Make sure your child knows where the bathroom is.  Anxiety can prompt them to “hold it” until it’s too late.    These days schools have boy and girl cubicles in the classroom which makes it a lot easier.    

Punctuality

I feel this is an important one particularly if your child is nervous.  Get to the school with plenty of time to spare. Absorb the atmosphere and just relax for a few moments before going into the classroom.  Allow your child to indicate when they are ready.  Most schools operate a staggered start time for the first day but one of the most important pointers is plenty of reassurance you will be back to collect them.  Make sure you are not late. 

Tears

Yours that is!  I’ve been there. Your child is nervously looking around, not making eye contact with anyone and their lower lip begins to tremble.  Water filled eyes look up and it is all you can do not to join in.  Don’t join in.  Wait till you are back in your car.
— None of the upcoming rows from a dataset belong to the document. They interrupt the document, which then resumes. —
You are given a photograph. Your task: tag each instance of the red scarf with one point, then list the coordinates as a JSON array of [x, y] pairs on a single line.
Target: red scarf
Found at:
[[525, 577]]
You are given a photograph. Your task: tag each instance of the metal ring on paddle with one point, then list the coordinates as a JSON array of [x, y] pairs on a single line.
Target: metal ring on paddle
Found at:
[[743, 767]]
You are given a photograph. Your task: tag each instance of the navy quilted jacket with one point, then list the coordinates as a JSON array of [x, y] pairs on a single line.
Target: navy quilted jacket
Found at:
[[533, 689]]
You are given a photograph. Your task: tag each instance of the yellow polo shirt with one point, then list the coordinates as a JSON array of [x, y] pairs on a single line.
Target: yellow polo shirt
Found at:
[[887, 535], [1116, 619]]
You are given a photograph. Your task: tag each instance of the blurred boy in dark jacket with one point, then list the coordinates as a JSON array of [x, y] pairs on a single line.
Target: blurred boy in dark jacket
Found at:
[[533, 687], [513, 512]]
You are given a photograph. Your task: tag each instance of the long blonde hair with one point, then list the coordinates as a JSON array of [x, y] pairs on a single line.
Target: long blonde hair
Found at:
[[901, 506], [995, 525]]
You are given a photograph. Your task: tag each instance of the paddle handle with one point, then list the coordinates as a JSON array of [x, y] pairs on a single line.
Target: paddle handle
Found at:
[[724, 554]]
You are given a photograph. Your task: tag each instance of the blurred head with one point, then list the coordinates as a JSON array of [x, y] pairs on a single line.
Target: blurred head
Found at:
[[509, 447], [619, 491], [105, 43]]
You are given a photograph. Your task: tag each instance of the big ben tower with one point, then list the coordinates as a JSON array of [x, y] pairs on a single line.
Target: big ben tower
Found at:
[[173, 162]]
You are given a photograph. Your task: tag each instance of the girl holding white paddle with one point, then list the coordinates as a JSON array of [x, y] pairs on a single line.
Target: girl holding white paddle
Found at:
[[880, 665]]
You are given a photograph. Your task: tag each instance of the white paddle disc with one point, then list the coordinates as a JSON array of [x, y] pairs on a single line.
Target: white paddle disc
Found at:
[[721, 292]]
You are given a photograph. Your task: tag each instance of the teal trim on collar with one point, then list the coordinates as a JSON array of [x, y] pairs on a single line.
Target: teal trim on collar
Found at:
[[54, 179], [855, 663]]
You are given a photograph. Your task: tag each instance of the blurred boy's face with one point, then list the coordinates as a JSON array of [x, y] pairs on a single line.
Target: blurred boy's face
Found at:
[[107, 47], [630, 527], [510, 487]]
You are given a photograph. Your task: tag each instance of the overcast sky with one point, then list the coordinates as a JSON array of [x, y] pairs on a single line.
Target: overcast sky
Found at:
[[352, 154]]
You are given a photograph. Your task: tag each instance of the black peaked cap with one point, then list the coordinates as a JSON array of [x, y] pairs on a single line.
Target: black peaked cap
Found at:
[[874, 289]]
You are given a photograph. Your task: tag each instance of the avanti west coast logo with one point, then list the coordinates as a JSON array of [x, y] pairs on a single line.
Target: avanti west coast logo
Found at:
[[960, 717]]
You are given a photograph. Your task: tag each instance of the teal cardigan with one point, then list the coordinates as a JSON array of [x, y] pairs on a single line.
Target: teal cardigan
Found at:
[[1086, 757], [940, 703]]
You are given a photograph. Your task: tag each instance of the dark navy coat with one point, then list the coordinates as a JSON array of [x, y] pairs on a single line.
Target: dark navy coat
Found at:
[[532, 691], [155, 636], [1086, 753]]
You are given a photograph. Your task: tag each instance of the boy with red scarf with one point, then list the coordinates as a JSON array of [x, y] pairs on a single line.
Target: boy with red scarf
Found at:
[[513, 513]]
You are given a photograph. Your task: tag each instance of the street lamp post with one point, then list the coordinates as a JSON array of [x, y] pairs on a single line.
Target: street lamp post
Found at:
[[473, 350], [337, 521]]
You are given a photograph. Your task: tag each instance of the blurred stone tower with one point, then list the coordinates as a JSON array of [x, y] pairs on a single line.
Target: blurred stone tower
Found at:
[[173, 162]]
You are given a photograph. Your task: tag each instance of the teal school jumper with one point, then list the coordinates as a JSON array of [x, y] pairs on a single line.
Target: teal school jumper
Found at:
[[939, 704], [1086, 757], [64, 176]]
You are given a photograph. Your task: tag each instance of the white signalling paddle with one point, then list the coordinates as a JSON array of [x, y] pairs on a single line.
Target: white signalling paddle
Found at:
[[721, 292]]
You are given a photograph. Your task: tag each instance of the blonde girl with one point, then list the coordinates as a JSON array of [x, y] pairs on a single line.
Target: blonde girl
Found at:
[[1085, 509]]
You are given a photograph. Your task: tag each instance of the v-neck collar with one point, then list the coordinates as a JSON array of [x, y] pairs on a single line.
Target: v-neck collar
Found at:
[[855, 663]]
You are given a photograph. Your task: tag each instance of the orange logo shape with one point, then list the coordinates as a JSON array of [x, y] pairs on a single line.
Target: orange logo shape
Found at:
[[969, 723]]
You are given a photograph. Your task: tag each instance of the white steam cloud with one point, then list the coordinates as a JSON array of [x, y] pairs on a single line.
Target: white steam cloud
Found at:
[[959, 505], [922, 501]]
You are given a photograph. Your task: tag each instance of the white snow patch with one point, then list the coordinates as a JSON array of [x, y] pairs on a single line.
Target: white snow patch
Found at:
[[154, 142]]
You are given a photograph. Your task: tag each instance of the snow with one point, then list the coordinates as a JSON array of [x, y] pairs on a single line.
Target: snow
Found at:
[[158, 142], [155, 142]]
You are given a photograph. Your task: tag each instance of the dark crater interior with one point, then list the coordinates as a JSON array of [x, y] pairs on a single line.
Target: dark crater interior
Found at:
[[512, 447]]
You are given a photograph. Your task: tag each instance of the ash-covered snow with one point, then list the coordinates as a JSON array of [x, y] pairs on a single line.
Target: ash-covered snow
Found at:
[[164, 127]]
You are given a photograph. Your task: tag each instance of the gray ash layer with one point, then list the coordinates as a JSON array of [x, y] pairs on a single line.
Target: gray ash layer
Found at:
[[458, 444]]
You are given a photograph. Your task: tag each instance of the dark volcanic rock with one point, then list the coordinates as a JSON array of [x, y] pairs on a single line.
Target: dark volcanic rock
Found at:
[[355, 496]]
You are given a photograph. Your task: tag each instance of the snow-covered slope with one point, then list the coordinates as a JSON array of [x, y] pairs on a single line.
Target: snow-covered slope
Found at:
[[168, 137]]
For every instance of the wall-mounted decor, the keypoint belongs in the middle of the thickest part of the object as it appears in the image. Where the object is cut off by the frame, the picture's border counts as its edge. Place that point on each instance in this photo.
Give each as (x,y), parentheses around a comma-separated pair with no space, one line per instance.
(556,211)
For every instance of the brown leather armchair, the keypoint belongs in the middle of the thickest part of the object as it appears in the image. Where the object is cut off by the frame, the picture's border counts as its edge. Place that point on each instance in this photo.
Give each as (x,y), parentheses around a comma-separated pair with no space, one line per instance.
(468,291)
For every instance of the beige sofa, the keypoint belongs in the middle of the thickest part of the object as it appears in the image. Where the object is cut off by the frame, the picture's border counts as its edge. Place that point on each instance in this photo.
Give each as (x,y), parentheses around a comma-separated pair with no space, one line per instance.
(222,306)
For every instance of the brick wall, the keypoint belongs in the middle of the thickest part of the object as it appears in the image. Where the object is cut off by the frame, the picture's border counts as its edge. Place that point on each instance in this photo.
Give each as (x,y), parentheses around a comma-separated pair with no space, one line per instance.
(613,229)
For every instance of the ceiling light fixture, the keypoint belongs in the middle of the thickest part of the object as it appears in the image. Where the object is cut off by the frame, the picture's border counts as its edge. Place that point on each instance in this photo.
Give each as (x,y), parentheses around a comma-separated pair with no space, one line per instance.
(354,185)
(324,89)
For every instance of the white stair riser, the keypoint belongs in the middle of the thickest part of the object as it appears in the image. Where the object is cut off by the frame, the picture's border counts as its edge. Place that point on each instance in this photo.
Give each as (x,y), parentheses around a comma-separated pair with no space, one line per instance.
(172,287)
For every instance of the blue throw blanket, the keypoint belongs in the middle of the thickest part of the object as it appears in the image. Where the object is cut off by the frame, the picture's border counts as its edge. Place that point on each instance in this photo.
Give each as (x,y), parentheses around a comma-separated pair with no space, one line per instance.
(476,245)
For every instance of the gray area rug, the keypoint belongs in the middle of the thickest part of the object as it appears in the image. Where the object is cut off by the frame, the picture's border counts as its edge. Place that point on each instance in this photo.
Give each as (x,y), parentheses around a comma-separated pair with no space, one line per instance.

Yes, it’s heart breaking.  Yes, it’s hard.  Tears can and will be frequent in the first few weeks but it is important that you keep smiling.  A big hug and a confident reminder that you will see them very soon might not work the first couple of mornings and in the event that your little one doesn’t settle, remember, you have picked a school you believe in for your child.   They will act accordingly and contact you if necessary.    

Halloween

You weren’t expecting that!  I’m not talking about ghouls, goblins and ghosties, rather the shock to the system that can happen when small people realise they have to return to school after their first mid-term break.  This can be devastating and lots of parents report upsetting refusals to go to school are very common at this juncture.    Sometimes even Monday mornings have the same effect.  Inform your child that they are just on a little rest from school and will be returning after a few sleeps.

There are lots of ways to help ease them into their new environment.

Each child is different and will settle in their own time and own way.   Like every other event I was apprehensive about, the reality was easier than the perception and with a little luck, Big School for your child, won’t be any different.   Before you know it, summer holidays will be on the horizon.  You made it!  Congratulations.  Both of you!